Desired behaviour
I'm trying to configure cassandra cdc in a way that the commitlogsegments are flushed periodically to the cdc_raw directory (let's say every 10 seconds).
Based upon documentation from http://abiasforaction.net/apache-cassandra-memtable-flush/ and from https://docs.datastax.com/en/dse/5.1/dse-admin/datastax_enterprise/config/configCDCLogging.html I found:
memtable_flush_period_in_ms – This is a CQL table property that specifies the number of milliseconds after which a memtable should be flushed. This property is specified on table creation.
and
Upon flushing the memtable to disk, CommitLogSegments containing data for CDC-enabled tables are moved to the configured cdc_raw directory.
Putting those together I would think that by setting memtable_flush_period_in_ms: 10000 cassandra flushes it's CDC changes to disk every 10 seconds, which is what I want to accomplish.
My configuration
Based upon aforementioned and my configuration I would expect that the memtable gets flushed to the cdc_raw directory every 10 seconds. I'm using the following configuration:
cassandra.yaml:
cdc_enabled: true
commitlog_segment_size_in_mb: 1
commitlog_total_space_in_mb: 2
commitlog_sync: periodic
commitlog_sync_period_in_ms: 10000
table configuration:
memtable_flush_period_in_ms = 10000
cdc = true
Problem
The memtable is not flushed periodically to the cdc_raw directory, but instead gets flushed to the commitlogs directory when a certain size threshold is reached.
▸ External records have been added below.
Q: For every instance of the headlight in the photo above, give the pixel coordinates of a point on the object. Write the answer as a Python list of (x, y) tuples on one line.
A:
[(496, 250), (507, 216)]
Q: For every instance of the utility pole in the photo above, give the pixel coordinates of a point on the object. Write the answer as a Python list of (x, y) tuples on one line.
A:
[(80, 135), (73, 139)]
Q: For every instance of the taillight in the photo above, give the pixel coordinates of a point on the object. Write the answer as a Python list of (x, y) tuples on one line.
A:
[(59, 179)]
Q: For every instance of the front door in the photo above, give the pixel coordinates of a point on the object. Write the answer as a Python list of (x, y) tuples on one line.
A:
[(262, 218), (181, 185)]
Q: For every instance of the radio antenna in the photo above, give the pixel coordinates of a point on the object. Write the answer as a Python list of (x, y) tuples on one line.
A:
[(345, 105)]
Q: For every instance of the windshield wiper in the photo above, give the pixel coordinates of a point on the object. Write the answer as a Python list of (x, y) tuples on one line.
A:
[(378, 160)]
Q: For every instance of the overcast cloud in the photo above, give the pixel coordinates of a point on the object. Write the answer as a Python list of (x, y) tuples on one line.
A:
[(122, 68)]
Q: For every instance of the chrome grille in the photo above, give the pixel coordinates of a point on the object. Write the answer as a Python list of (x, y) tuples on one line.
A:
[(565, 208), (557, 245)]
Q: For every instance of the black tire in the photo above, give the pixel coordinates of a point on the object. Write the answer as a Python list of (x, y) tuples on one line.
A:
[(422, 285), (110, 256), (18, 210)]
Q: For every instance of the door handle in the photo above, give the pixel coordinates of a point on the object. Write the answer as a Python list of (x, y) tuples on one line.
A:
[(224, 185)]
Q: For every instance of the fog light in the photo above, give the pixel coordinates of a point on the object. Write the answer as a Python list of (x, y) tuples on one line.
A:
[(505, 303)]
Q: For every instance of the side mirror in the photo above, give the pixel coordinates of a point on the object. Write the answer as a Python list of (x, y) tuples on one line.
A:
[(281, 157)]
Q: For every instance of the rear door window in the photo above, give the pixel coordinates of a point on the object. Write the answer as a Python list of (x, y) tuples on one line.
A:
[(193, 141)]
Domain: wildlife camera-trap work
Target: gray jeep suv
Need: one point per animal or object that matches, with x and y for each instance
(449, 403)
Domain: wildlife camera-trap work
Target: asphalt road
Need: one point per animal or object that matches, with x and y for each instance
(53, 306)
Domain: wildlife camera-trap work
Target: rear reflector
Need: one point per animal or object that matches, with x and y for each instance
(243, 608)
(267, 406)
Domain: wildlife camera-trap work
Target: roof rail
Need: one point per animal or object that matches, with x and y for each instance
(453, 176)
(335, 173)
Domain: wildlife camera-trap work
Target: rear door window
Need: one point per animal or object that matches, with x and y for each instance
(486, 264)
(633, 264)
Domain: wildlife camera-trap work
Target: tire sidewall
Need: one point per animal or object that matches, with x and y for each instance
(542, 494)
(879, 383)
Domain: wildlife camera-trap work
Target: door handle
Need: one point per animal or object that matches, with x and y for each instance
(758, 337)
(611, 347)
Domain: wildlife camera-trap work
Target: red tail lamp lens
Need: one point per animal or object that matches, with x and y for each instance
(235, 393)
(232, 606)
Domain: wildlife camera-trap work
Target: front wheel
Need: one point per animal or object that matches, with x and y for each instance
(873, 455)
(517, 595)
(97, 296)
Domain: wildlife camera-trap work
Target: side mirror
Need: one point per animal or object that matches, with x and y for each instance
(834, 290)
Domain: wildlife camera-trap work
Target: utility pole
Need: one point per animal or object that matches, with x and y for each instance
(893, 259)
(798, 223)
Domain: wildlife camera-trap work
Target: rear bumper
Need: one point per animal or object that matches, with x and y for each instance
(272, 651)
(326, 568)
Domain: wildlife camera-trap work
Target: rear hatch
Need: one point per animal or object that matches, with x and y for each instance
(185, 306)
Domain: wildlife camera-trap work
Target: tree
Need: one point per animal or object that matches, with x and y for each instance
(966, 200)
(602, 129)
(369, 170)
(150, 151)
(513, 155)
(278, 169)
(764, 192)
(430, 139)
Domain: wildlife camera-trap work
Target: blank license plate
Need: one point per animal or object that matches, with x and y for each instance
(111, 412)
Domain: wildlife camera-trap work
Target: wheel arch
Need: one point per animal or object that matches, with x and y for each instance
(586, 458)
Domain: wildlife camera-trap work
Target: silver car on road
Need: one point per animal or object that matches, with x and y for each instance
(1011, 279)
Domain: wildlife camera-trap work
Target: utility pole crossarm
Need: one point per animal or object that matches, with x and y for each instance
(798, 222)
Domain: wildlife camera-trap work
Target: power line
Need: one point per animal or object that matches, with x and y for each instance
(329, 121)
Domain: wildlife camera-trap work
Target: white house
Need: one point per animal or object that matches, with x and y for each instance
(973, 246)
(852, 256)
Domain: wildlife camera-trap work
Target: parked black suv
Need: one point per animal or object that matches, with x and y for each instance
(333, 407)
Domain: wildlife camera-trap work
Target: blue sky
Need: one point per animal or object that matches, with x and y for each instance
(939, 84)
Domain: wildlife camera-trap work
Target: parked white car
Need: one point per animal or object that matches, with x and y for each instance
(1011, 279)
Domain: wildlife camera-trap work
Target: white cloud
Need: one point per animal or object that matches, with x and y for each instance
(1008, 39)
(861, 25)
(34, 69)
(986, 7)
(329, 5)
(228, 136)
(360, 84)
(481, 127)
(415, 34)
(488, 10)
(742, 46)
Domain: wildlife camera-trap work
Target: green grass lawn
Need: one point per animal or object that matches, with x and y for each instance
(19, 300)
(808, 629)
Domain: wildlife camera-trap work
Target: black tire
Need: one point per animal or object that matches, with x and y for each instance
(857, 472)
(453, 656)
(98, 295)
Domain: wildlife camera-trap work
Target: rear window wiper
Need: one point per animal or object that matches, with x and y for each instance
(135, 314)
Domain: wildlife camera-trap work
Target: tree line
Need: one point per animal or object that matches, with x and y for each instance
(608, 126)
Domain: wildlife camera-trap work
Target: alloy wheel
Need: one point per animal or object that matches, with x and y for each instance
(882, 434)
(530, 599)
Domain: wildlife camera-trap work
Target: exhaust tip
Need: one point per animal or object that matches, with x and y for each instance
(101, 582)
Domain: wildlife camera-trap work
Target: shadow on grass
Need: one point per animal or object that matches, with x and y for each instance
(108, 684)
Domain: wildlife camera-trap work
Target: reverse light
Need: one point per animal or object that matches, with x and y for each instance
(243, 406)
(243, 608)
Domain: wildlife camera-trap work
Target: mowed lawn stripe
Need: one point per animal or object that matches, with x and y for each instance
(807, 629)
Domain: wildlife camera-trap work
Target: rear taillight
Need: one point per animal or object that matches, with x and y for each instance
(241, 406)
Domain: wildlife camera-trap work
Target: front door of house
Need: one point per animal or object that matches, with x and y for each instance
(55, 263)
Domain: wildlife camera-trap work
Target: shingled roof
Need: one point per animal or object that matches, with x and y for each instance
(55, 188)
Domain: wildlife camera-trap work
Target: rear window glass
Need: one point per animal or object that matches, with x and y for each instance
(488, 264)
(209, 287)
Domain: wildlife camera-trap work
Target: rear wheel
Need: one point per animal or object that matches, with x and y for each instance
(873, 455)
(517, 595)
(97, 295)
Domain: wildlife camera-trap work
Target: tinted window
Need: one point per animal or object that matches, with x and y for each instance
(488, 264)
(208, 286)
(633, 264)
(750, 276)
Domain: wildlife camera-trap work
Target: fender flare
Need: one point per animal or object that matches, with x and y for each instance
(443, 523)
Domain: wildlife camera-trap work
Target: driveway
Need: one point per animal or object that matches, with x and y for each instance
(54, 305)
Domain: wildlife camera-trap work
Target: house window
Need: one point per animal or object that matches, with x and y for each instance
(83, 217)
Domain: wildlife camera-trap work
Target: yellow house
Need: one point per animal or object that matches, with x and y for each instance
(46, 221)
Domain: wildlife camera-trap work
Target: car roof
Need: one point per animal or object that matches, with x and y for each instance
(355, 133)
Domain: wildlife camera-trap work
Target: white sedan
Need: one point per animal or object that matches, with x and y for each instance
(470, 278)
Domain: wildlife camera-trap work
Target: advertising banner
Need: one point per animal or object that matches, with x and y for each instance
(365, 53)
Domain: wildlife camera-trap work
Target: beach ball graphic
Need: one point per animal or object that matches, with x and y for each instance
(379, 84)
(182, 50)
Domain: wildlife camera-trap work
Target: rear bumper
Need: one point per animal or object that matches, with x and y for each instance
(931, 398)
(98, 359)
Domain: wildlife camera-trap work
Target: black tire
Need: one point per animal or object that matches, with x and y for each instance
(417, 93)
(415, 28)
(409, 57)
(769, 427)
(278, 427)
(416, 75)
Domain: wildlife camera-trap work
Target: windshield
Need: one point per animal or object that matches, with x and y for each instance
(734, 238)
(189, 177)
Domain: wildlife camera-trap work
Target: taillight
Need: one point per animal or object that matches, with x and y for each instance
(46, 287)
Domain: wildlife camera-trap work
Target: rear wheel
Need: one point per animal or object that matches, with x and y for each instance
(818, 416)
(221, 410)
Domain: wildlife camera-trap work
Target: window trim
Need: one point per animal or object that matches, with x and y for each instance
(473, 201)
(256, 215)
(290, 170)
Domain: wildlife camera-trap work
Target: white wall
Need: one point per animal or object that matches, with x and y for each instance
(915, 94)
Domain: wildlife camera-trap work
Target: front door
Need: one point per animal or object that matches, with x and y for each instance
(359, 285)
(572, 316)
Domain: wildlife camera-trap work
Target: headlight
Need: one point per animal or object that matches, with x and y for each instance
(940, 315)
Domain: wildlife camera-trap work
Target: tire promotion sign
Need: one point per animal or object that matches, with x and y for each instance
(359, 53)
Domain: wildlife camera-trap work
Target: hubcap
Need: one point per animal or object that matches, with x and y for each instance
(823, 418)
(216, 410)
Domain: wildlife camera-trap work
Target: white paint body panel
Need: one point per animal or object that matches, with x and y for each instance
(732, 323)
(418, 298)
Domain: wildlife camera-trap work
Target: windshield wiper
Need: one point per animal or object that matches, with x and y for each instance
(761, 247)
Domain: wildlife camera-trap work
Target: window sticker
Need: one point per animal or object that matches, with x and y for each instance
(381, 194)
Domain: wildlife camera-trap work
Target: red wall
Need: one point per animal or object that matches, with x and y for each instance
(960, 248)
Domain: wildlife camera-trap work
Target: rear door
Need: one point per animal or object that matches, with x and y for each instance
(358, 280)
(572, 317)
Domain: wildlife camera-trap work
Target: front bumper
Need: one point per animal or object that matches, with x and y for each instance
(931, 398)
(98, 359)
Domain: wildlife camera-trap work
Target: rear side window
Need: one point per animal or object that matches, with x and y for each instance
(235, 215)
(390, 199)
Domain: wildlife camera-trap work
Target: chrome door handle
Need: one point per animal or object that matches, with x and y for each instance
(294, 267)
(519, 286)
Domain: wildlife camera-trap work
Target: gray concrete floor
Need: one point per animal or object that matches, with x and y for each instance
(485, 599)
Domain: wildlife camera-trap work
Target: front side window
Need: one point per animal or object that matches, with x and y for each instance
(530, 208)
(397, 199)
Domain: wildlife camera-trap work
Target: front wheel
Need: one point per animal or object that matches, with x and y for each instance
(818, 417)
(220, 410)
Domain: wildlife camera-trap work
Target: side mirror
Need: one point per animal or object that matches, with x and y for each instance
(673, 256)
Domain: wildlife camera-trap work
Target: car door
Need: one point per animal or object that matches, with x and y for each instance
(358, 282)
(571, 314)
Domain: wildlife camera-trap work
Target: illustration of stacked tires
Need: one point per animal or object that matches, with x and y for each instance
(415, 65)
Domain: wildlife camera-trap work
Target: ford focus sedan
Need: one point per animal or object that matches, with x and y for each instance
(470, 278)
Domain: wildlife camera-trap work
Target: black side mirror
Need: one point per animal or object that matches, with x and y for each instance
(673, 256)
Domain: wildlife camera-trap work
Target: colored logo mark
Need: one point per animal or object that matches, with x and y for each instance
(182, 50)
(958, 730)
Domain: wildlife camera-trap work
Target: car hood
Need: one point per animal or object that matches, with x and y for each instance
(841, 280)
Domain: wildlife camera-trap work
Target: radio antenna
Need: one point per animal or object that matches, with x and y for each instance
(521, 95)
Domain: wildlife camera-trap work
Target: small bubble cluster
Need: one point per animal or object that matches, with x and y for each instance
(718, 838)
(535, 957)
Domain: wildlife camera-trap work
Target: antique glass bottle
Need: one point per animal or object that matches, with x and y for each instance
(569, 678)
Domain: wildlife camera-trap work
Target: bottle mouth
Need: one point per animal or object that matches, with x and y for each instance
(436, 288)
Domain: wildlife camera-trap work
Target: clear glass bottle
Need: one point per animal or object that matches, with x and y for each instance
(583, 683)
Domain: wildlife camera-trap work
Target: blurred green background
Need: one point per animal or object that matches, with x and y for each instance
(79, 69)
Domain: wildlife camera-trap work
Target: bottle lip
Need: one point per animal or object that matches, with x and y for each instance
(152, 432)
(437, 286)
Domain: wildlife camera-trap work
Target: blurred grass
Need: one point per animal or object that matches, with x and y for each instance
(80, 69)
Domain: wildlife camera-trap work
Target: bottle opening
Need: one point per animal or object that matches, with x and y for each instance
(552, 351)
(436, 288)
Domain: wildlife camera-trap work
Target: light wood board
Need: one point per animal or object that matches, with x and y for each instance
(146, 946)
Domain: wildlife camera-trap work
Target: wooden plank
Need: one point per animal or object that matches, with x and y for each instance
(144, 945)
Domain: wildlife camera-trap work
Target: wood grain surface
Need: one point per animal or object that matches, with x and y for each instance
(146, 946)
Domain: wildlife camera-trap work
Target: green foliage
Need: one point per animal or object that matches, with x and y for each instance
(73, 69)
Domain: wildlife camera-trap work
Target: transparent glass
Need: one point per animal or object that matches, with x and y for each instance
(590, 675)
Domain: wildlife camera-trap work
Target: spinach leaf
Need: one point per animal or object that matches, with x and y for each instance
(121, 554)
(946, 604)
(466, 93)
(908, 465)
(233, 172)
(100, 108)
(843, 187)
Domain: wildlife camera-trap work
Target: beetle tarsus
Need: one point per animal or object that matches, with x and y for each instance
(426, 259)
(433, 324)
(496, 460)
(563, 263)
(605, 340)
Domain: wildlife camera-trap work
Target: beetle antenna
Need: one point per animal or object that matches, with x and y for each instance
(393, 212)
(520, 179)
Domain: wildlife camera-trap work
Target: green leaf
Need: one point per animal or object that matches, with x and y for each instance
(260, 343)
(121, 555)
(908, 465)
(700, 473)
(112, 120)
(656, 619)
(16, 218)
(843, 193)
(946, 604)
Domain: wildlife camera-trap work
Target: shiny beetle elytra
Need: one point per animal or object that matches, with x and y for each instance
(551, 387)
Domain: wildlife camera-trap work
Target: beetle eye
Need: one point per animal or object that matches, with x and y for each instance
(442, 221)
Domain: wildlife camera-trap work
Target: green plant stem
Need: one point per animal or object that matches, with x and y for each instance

In detail, the following happens:
When a commitlogsegment reaches 1MB, it's flushed to the commitlog directory. There is a maximum of 2 commitlogs in the commitlog directory (see configuration commitlog_total_space_in_mb: 2). When this threshold is reached, the oldest commitlog file in the commitlog directory is moved to the cdc_raw directory.
Question
How to flush Cassandra CDC changes periodically to disk?